彼は彼女と一緒に検索画面の端末を操作し始める。これはなかなか手強い会員だと内心でため息をつきながら。
「ったく、やってらんねぇっつーの!!!」
仲人の仕事である個人面談を終えた後、貴之は小洒落たバーのカウンター席で濃いめのハイボールを片手にクダを巻いていた。こだわりがあるのだろう、しなやかな身体にピッタリと沿うような細身のオーダースーツを身につけている彼は、巷の基準で言えばなかなかの整った顔立ちをしていた。今どきの男子なのだろうか、肌にはしっかりとした化粧を施し、まつ毛もきっちりカールされている。髪は長めで少しだけハイライトを入れているようで、毛の流れがわかるようなスタイルだ。女子には見えないものの、中性的な容姿をしている。
「どうしたのよ。ずいぶん荒れちゃって」
マスターと呼ぶにはまだ若そうな、彫りの深いエキゾチックな美青年が尋ねる。二人揃っていると絵になるが、話している内容はいささか残念な感じである。
「謙虚なふりして高望みしやがって」
「あらん、また仕事の話? 結婚相談所って大変なのね。タカには合ってないんじゃ無いの?」
貴之は、マスターを睨む。
「こちとら、何とか頑張ってもう一年も働いてんのよ。合ってようが合ってなかろうが、やるしか無いのよ」
その表情は悲壮感にあふれている。夜の仕事しか経験したことの無い貴之が、必死に探して一年前にようやく就職できたまともな正社員のクチが今の結婚相談所だった。ゲイバーのカウンター席の隣で飲んでいた派手な女からスカウトされて入った職場だ。

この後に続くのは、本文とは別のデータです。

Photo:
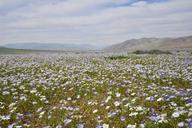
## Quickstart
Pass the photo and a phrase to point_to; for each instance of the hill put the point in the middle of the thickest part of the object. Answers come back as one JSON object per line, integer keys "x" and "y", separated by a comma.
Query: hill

最初は恋愛相談ならお手の物だとばかりに、軽い気持ちで入所したのだが、それが大きな間違いだった。今では色々LGBTQの世界も認知されてきたため、専門のパートナー選びをサポートする相談所もある。貴之の入社した結婚相談所もLGBTをサポートする組合には入っているものの、主力はいわゆる「ノンケ」とか「ノーマル」と言われる「男女が結婚をするための場所」だった。貴之が乗っていたオンナ友達の恋愛相談は結婚前提の相談というよりも、不倫やダメンズ、二股などのドロドロとした案件である。また普段は毒舌で乗っている相談も、お金をもらって受けるとなると、丁寧な聞き方や柔らかい受け答えが求められる。正直素を出せないのはしんどい。
「ノンケの出会いなんて、オカマのあんたがどうにか出来るもんなの?」
マスターが高笑いしながら言うと、貴之は唇をすぼめた。
「祐司の意地悪。アタシにだって向いてないことは分かってるわよ。毎日毎日猫かぶってさ<普通の男>のフリして頑張ってるけど、全然ダメよぉ」
祐司と呼ばれたマスターが「仕方ないわね」と言いながら、綺麗な水色のカクテルを貴之に差し出した。
「これは私から奢り、これ飲んで元気出しな」
「ありがと。意地悪って言ったの取り消すわ」
「はいはい」
呆れたように笑う祐司は、これからの愚痴の長さに覚悟を決めたようにカウンター内の椅子に腰掛けた。